This is a weird time for me. Every February, the bitch of the month I really despise, I ground a lot of this to the fact that tomorrow is the 9th anniversary of my mother’s death.
I go through this every damned February. Now, you must understand as I write this annoying autobiographical pause, that my mother was my best friend. She, Homer and I were extremely close. We did a lot together and she was a good mom if I say so myself.
I may be 41, but you never get over losing a parent. The cancer she had was really horrible and we saw this lovely, vibrant woman disintegrate before our eyes over a period of 14 months.
We said goodbye a hundred times a day in little ways. I said goodbye the last time I saw her play the piano (she was playing Mozart) because I knew it would be the last time. I said goodbye when I noticed she wasn’t comprehending what was going on a television program she liked and that her mind was playing tricks on her and she was seeing something very different than what I was seeing. The cancer metastasized into her brain in messy tumors that cut into her cognitive ability so it destroyed the mind and the body.
I can’t tell you how many times I would watch her and know that something she was doing was for the last time. And each time, I said goodbye in my heart.
You have no idea how many times I said goodbye. It was a gift, I know that because so many people don’t get to say that word to their loved ones. But it didn’t make it any less hard knowing she was dying. Waking up in the morning, knowing my mother was dissolving in front of my eyes, and that this beautiful woman was evaporating because her body, as all bodies do, was betraying her and there wasn’t a damned thing I could do about it but love her.
Yesterday, Scout, who is one of those people that is very kind, asked me if I wanted to talk about it. She’s been around me enough to know that February, the bitch of a month that it is, is clearly a time where I go through reflection, fear and the rest of it.
I declined when she initially asked, because it still hurts. It’s still weird to talk about the that time in my life taking care of someone who was terminally ill. It’s hard to explain in words the depth of that hurt. It’s hard to explain that there wasn’t a choice because it was my mother and that I wanted to save her.
But later in the day, I did start talking to Scout about it over a beer and it was like I couldn’t shut up. It was one of the first times I actually talked to someone else about my mother’s last moments. There were no angels singing, there was no sense of purpose to it all and I’m not going to romanticize it. It was death. Very straight forward, her small ravaged body tired of radiation and chemotherapy, her body tired and her spirit, although not broken, bruised. The nurse told us to tell her to go and we did. And it wasn’t pretty or beautiful or any of those things you see in the movies.
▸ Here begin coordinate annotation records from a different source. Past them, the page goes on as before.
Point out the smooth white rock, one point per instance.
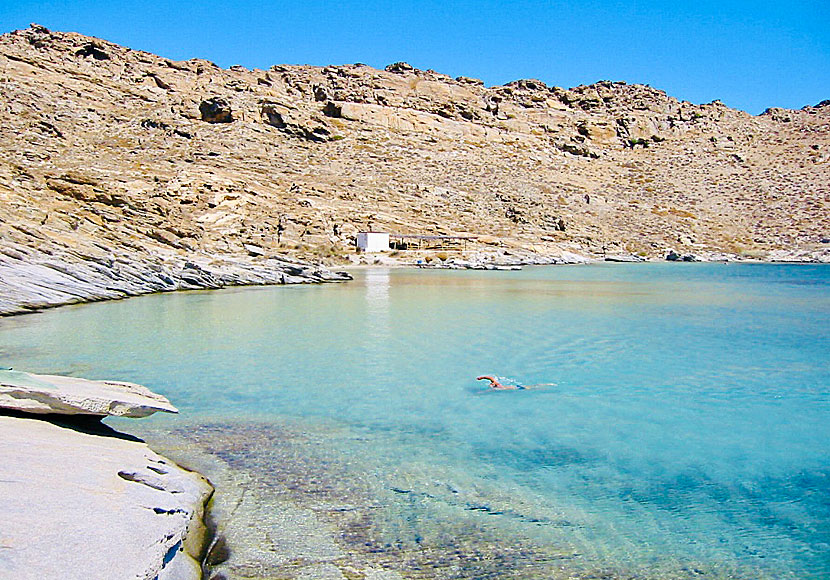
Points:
(80, 506)
(40, 394)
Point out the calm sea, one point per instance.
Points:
(686, 432)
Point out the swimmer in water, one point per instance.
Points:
(495, 384)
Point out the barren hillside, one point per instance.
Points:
(133, 173)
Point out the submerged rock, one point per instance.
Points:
(49, 394)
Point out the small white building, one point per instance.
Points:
(373, 242)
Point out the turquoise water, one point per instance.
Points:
(687, 433)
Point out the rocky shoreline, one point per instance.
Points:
(31, 280)
(81, 500)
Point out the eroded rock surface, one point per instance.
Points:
(51, 394)
(116, 178)
(78, 505)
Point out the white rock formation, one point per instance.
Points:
(43, 394)
(77, 505)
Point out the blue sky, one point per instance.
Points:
(750, 55)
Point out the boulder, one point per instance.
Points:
(400, 67)
(50, 394)
(216, 110)
(79, 505)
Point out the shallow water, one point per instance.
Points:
(687, 433)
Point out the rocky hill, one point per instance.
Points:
(124, 172)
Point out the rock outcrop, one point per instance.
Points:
(50, 394)
(123, 172)
(80, 505)
(80, 500)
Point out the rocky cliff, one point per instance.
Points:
(132, 172)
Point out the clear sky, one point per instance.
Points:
(749, 54)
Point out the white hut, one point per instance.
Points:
(373, 242)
Her body stopped. Because she died from respiratory failure, it was messy.
And she just died.
And then immediately, before we knew what was going on, the nurses came in and life at the hospital began in a surreal slow motion that to this day is hard for me to talk about. My mother turned green. I wish I was joking, but I’m not. There was so much radiation in her body that she just turned this green color. The last thing I said to my mother’s dead body was “Mom, you’re green.” I smiled because she would have appreciated my half-hearted attempt at a joke and walked out of the hospital room and walked into the hall looking for my father who I was going to ride home with.
I didn’t cry right then, I waited. I think that is why I cry about it every February because I didn’t really cry then. I went into action mode. There were things to be done. People to call, arrangements to make, a father to heal. People came, they hugged us and I smiled all through it because funerals, I have discovered, are for other people more so than they are for the family. There was no time to comprehend that my mother, a woman I adored, wasn’t coming back.
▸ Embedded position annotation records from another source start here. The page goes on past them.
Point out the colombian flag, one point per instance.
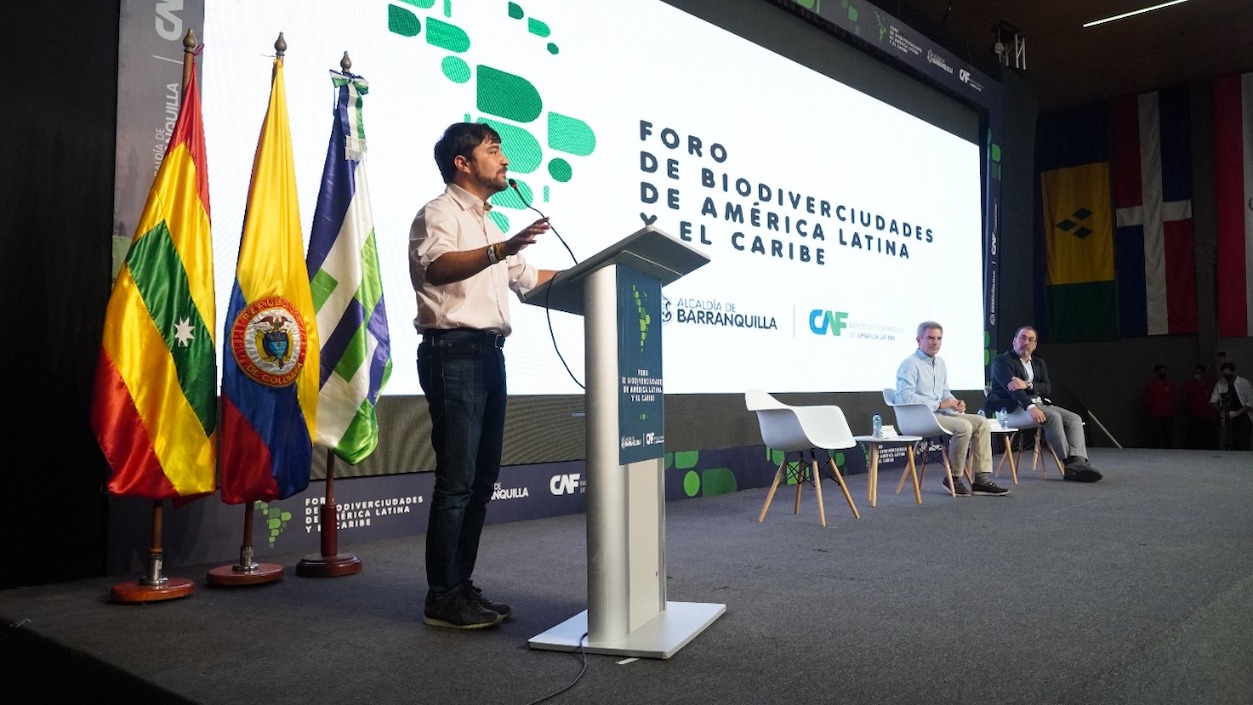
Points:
(154, 402)
(1076, 221)
(270, 353)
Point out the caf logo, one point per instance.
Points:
(268, 341)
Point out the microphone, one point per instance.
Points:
(513, 184)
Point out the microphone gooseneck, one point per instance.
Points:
(513, 184)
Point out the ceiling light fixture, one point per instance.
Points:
(1140, 11)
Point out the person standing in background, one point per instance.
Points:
(1233, 398)
(1159, 396)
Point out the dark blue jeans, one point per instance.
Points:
(462, 376)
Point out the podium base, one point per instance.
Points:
(137, 591)
(234, 576)
(328, 566)
(659, 638)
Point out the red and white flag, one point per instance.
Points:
(1233, 167)
(1150, 162)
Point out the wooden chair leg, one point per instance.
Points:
(843, 487)
(914, 473)
(800, 480)
(1061, 467)
(920, 470)
(774, 486)
(952, 488)
(817, 488)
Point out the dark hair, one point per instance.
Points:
(926, 326)
(459, 140)
(1026, 328)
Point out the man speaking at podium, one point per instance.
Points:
(462, 269)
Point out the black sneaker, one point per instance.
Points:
(987, 488)
(959, 487)
(475, 594)
(459, 611)
(1076, 473)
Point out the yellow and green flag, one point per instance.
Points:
(1076, 219)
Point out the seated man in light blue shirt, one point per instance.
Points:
(924, 378)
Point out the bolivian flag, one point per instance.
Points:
(154, 403)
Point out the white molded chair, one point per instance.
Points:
(919, 420)
(1021, 420)
(796, 430)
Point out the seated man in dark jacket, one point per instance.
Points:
(1020, 385)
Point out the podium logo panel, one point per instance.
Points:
(640, 420)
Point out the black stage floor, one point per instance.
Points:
(1135, 590)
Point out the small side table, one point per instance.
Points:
(1008, 436)
(872, 471)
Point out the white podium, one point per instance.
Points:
(618, 292)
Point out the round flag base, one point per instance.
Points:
(328, 566)
(137, 591)
(236, 575)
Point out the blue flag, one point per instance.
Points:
(347, 287)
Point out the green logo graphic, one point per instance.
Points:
(538, 143)
(645, 319)
(276, 520)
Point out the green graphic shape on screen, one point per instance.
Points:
(455, 69)
(508, 95)
(503, 98)
(570, 134)
(446, 36)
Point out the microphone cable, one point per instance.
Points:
(513, 184)
(548, 292)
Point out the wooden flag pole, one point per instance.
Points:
(330, 564)
(154, 586)
(247, 571)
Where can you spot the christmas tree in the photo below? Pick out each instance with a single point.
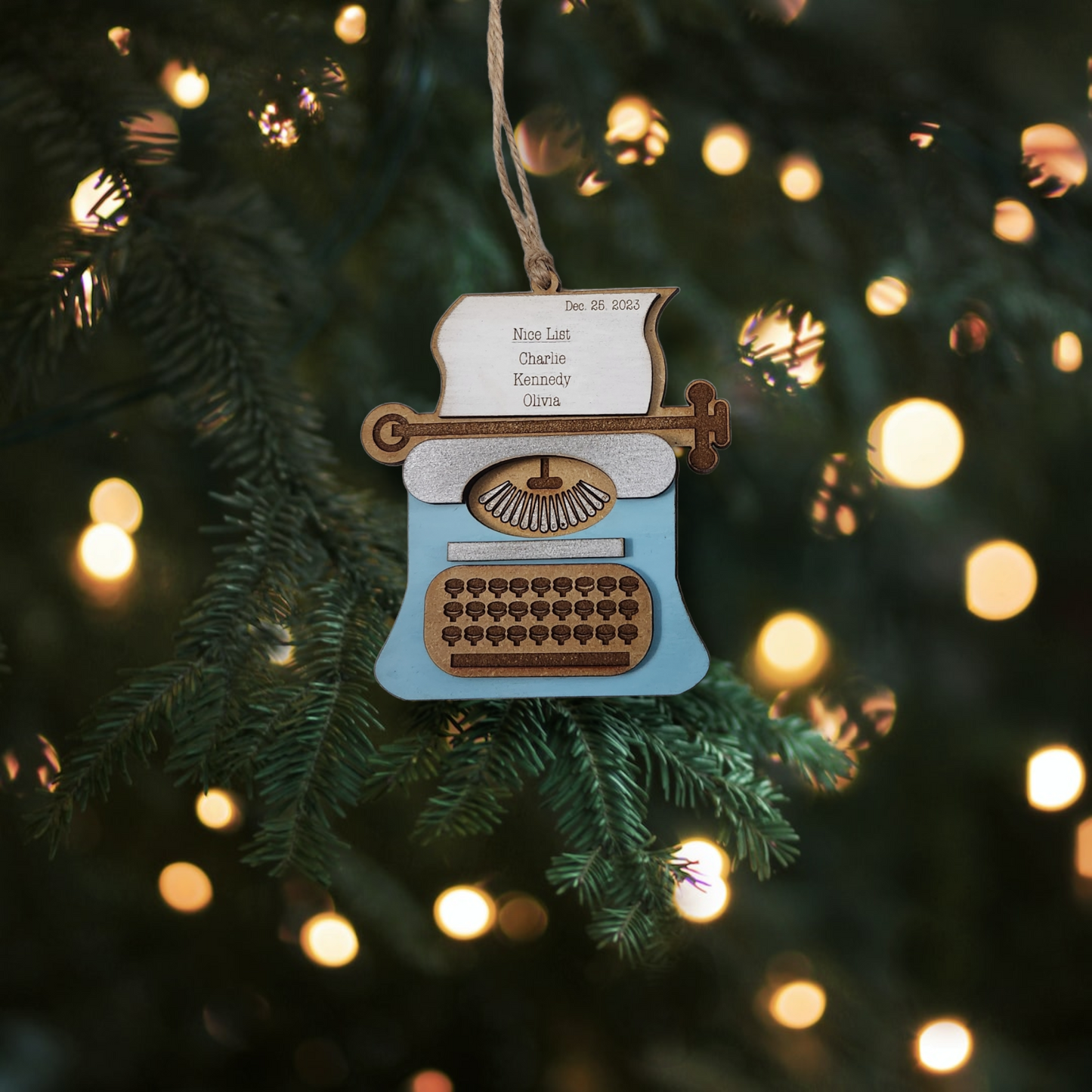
(230, 232)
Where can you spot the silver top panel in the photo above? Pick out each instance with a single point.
(640, 464)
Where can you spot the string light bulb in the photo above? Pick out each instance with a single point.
(799, 1005)
(887, 296)
(186, 888)
(726, 149)
(218, 810)
(106, 552)
(115, 500)
(944, 1047)
(1067, 352)
(351, 24)
(329, 940)
(999, 580)
(464, 912)
(186, 85)
(800, 177)
(790, 651)
(915, 444)
(1055, 778)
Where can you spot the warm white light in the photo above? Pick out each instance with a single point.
(187, 86)
(792, 650)
(1068, 355)
(1001, 580)
(1013, 222)
(800, 177)
(1084, 848)
(116, 501)
(464, 913)
(97, 203)
(218, 810)
(915, 444)
(630, 119)
(702, 901)
(799, 1005)
(329, 940)
(1055, 778)
(1055, 157)
(352, 24)
(186, 888)
(725, 150)
(887, 296)
(944, 1045)
(106, 552)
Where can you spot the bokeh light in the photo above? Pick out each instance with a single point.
(549, 141)
(800, 177)
(726, 149)
(999, 580)
(115, 500)
(431, 1080)
(783, 348)
(464, 913)
(351, 24)
(522, 917)
(887, 296)
(1055, 778)
(1067, 353)
(638, 130)
(187, 86)
(915, 444)
(97, 204)
(119, 37)
(186, 888)
(843, 498)
(792, 650)
(1013, 222)
(329, 940)
(944, 1045)
(106, 552)
(799, 1005)
(1055, 159)
(218, 809)
(1084, 849)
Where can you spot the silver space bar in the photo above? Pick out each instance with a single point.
(537, 549)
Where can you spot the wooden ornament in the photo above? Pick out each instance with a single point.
(549, 456)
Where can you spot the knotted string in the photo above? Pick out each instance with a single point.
(537, 260)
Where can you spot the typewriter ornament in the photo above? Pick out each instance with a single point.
(542, 527)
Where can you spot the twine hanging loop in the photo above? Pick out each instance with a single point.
(537, 260)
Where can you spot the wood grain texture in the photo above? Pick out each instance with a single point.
(554, 620)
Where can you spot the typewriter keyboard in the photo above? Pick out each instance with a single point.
(537, 620)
And that I was on my own. No more words of advice, no more kicking my ass for being an idiot.
There was a nothingness. A hole I still have trouble filling.
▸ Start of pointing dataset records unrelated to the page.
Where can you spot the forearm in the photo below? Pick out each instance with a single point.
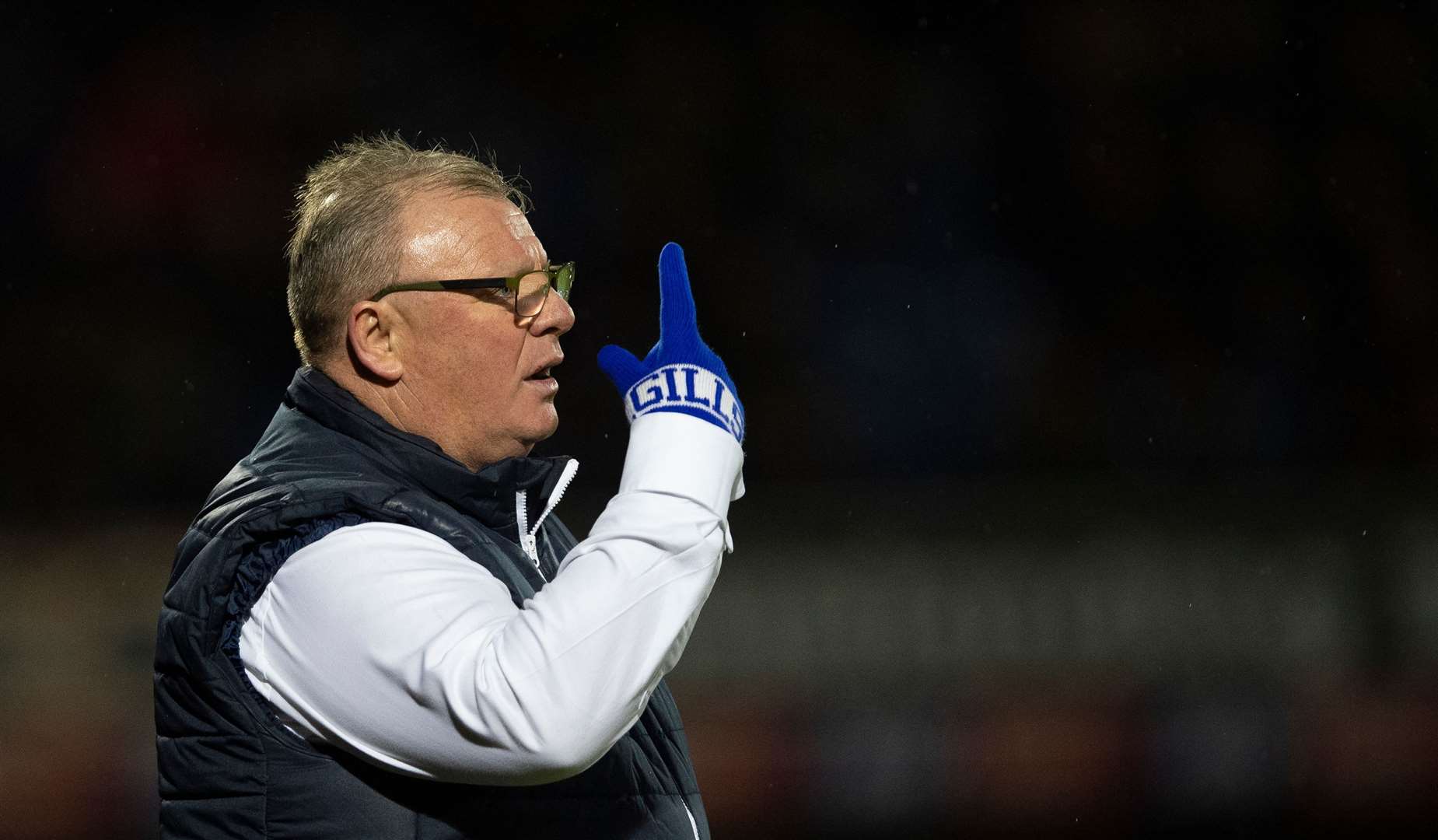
(571, 672)
(389, 642)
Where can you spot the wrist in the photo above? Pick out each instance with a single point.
(686, 389)
(676, 453)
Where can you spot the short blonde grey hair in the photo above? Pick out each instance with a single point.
(345, 245)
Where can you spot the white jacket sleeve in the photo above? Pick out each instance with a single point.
(387, 642)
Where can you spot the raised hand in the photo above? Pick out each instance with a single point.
(679, 373)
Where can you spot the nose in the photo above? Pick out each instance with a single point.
(555, 318)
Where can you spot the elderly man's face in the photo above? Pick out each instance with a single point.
(476, 373)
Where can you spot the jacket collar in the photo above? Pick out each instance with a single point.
(488, 494)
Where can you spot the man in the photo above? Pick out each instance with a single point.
(376, 626)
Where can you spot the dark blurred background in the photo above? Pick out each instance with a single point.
(1086, 348)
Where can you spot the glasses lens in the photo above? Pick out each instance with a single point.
(533, 289)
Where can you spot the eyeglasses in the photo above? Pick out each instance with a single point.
(527, 289)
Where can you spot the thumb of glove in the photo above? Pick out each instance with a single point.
(621, 367)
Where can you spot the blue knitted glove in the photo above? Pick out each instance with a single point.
(681, 373)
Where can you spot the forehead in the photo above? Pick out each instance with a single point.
(465, 236)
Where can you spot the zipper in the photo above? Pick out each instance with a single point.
(530, 535)
(691, 814)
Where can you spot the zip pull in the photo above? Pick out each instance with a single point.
(527, 537)
(530, 535)
(565, 477)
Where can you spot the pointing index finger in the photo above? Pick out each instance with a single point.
(676, 299)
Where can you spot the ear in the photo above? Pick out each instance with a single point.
(371, 341)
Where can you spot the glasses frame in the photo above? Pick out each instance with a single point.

Grief is an odd, choking thing, isn’t it? I’m crying now because it’s been nearly a decade, a fourth of my life, that I haven’t had my mother and I miss her.
She was only 54 years old. And so I’m sort of stuck this week because I still grieve as does Homer.
So in honor of her for the next couple of days, be kind to each other. Say something nice to someone. Just be well.
We’ll be back to our regular programming here at the ‘coma in a little while.